Whereas in M we discussed what it means for people to be mobile, the W refers to the coming demand for wireless bandwidth. On every populated continent, we're seeing dramatic increases in mobile data and telephony. AT&T is confronting the problem of the iPhone's success as its data networks are at times showing signs of overload. Countries from Pakistan to Estonia are leapfrogging wireline infrastructure, at which they never reached mass-market penetration, and getting the majority of these country's households connected via wireless in less than a decade. By contrast, it took nearly 100 years to bring 100 million wired phones into service in the U.S., at the time a nation of 200 million. As usual, there is no free lunch, and we will be seeing radio spectrum continue to be a political hot potato. Whether in regard to suspicions (not yet confirmed) about heath issues, to spectrum auction formats, to "interference" with other activities on other frequencies, wireless demand is driving a shortage that is invisible and intangible - until the call drops or the application crashes.

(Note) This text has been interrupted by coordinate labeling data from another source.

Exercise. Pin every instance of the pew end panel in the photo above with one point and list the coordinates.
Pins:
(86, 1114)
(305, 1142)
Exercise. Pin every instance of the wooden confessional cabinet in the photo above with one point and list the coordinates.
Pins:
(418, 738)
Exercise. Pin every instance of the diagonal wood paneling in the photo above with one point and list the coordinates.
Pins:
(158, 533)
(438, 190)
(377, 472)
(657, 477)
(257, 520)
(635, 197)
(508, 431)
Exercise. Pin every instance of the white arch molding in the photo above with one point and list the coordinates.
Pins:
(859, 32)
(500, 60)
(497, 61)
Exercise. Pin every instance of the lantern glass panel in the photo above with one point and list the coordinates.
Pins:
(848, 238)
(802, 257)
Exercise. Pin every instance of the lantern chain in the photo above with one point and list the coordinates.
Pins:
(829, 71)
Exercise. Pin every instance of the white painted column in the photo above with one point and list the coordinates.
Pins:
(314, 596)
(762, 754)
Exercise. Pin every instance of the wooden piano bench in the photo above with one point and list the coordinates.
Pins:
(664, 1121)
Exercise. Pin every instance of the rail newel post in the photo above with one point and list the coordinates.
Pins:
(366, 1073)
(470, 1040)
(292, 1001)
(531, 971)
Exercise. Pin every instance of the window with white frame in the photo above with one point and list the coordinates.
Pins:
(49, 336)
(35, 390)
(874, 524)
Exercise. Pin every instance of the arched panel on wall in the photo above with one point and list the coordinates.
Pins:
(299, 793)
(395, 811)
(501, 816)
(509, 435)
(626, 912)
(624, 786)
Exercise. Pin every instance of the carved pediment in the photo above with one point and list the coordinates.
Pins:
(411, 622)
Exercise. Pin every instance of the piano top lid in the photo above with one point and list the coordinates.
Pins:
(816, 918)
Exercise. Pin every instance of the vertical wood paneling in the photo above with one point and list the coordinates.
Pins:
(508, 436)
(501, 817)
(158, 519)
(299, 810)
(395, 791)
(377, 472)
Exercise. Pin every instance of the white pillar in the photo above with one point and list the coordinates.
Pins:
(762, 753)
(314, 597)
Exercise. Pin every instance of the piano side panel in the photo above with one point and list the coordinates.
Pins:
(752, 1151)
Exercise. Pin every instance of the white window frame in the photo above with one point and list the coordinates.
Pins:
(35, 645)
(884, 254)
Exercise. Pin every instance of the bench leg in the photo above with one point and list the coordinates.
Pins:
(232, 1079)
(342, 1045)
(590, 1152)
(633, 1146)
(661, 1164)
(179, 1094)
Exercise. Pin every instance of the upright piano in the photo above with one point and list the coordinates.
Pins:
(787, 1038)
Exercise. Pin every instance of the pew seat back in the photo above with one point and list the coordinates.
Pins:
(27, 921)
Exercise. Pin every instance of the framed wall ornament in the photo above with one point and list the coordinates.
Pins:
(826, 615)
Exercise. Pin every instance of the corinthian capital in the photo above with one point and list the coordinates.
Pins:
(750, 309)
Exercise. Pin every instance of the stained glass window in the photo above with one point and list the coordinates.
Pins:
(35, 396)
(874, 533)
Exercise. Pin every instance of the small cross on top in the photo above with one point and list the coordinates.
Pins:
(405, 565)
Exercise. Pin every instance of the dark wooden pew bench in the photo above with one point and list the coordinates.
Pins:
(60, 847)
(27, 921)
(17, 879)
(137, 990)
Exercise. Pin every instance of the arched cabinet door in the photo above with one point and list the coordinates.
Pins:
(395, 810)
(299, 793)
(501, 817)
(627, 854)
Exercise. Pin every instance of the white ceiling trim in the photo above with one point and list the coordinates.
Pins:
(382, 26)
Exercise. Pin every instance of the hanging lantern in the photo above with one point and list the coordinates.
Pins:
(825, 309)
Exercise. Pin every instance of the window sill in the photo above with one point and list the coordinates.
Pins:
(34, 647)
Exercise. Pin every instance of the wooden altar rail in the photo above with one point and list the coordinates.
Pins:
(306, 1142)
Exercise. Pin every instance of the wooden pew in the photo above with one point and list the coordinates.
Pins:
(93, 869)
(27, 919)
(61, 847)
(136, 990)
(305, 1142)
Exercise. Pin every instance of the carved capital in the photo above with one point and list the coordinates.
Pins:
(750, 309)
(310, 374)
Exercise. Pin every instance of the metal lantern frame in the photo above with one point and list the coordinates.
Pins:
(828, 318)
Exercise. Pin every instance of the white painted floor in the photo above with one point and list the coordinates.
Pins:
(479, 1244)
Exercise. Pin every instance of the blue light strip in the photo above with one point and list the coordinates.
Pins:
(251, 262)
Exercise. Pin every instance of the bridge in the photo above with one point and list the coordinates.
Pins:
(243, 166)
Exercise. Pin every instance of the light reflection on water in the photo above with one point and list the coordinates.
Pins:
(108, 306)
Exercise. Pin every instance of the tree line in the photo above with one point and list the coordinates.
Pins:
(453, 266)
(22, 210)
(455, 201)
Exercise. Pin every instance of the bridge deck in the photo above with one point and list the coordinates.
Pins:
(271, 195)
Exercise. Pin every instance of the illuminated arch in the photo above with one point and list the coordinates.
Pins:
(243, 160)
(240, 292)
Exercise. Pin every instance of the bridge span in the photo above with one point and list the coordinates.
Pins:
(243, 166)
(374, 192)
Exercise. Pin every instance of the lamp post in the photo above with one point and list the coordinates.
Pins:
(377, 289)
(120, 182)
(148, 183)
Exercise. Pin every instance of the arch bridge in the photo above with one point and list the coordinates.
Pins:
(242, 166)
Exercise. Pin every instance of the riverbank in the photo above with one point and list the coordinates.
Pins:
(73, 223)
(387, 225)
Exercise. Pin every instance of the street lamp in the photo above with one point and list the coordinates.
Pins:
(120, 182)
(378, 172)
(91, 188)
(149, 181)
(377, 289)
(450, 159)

What is an electronic game? Despite the success of Modern Warfare ($550 million in sales in five days), console platforms such as the X-box find themselves in competition not only with each other but with unlikely channels: Electronic Arts (maker of Madden and other category-leading titles) laid off 1,500 people in November, while web-hosted low-resolution, lightweight games (often running in Flash) can command vast audiences. The Scrabble knock-off Scrabulous help drive Facebook's early growth, while more recently Farmville counts 73 million players per month. Put another way, Farmville grew to 11 million daily users in two months; World of Warcraft took four years to hit the same figure. Just as MP3 files convinced listeners to trade convenience for fidelity, perhaps the game industry will see further segmentation between low-resolution (but heavily social) Flash games and high-fidelity, computationally-intensive titles.
There you have it, minus entries for Q, Y, and Z (Scrabble value: 24). Additional questions of course remain, particularly in the areas of nutrition (water is a likely battleground), health (obesity, medical education, step-function gains in bureaucratic efficiency, and pharmaceutical risk/reward allocation), and aging: the time is due for an honest debate about age-65 retirement, and the role of families, villages, and societies in the care of elders.
Before any of these issues unfold further, I send my personal best wishes for a peaceful holiday and a prosperous new year. The community of readers has become virtual (see V) family over the years, and I take it as a solemn responsibility that so many of you keep reading and commenting. Thank you, and blessed holidays.